Small ideals in polynomial rings and applications

TL;DR

This paper establishes effective bounds for ideals generated by polynomials in polynomial rings over finite or algebraically closed fields, with applications to algebraic geometry and additive combinatorics.

Contribution

It provides explicit bounds for generating ideals with R-sequences, extending results on strength, codimension, and Gowers norms in finite fields.

Findings

Bounded the number of generators for ideals in polynomial rings.

Extended results on strength and singular locus from prior theorems.

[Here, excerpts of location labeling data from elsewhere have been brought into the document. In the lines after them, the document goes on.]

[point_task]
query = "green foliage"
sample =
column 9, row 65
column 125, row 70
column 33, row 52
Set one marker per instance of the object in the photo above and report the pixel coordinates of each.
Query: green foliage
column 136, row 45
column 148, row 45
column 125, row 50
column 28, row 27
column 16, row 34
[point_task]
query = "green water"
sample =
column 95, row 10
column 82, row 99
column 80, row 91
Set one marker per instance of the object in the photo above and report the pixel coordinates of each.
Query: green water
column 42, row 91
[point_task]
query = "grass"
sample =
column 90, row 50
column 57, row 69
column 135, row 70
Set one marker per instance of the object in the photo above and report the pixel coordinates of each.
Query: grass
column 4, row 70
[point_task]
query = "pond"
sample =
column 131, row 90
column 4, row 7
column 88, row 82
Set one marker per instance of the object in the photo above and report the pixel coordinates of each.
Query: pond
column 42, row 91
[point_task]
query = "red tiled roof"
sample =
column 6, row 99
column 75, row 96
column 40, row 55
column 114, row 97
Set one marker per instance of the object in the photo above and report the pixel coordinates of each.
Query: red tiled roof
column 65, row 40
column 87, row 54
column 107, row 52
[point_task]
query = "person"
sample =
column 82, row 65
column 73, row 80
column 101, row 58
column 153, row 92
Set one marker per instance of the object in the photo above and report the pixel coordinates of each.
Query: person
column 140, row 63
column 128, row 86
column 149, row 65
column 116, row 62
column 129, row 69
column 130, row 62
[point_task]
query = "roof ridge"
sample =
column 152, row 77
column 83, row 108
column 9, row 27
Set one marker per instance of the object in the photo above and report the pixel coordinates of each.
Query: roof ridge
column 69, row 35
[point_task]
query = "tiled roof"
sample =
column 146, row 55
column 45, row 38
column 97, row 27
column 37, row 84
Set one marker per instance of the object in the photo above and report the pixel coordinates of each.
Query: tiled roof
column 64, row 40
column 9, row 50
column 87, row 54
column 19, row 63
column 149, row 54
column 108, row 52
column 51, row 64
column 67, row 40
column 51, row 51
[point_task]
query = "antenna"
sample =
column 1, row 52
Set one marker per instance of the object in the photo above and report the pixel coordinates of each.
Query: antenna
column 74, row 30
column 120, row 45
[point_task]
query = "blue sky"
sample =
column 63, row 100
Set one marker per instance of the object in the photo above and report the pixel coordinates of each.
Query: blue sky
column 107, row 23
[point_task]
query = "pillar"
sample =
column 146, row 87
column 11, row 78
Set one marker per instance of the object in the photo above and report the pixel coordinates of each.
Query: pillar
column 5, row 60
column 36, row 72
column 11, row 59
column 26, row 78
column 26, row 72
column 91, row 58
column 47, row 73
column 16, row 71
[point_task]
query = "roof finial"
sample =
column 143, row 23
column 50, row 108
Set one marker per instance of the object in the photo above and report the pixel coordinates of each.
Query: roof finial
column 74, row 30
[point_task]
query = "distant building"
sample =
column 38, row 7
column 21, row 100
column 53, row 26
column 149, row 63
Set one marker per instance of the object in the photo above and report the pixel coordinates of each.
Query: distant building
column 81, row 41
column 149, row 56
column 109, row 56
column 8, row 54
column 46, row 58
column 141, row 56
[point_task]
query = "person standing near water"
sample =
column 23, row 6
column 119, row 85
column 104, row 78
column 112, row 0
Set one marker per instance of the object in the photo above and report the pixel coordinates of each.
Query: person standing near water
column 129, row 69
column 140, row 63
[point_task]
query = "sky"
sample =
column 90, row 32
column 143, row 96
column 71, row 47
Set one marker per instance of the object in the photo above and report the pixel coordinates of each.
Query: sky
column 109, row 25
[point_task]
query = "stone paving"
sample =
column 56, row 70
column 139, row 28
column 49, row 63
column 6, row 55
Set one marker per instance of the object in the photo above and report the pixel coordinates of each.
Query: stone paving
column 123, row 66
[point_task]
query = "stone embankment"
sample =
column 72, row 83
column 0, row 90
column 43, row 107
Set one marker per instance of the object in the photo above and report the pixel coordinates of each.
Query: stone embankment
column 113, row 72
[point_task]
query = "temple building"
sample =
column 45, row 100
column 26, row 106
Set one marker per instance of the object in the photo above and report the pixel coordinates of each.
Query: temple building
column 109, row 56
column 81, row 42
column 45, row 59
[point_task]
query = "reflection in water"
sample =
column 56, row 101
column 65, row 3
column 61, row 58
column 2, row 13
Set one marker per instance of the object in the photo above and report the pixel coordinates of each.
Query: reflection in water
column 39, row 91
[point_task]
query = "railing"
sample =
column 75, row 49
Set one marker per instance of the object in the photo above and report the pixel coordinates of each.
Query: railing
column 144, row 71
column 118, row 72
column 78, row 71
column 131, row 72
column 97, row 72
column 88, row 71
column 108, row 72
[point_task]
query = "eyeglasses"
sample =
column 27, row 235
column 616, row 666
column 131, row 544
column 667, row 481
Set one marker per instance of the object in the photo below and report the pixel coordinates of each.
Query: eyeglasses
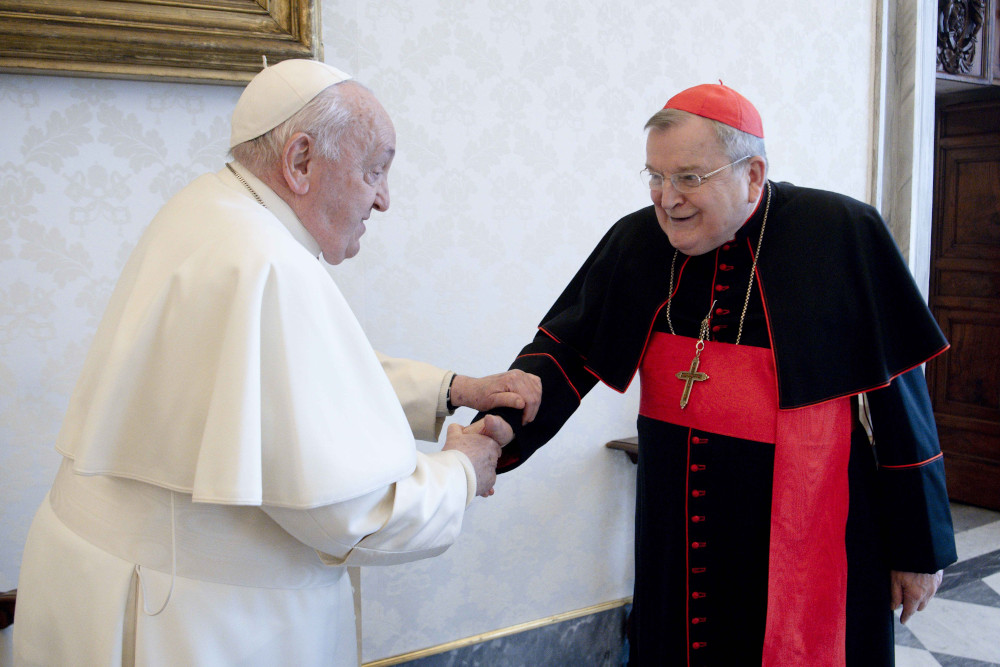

Applied bounds to Gowers norms and polynomial rank over finite fields.

Abstract

Let $\mathbf{k}$ be a field which is either finite or algebraically closed and let $R = \mathbf{k}[x_1,\ldots,x_n].$ We prove that any $g_1,\ldots,g_s\in R$ homogeneous of positive degrees $\le d$ are contained in an ideal generated by an $R_t$-sequence of $\le A(d)(s+t)^{B(d)}$ homogeneous polynomials of degree $\le d,$ subject to some restrictions on the characteristic of $\mathbf{k}.$ This yields effective bounds for new cases of Ananyan and Hochster's theorem A in arXiv:1610.09268 on strength and the codimension of the singular locus. It also implies effective bounds when $d$ equals the characteristic of $\mathbf{k}$ for Tao and Ziegler's result in arXiv:1101.1469 on rank and $U^d$ Gowers norms of polynomials over finite fields.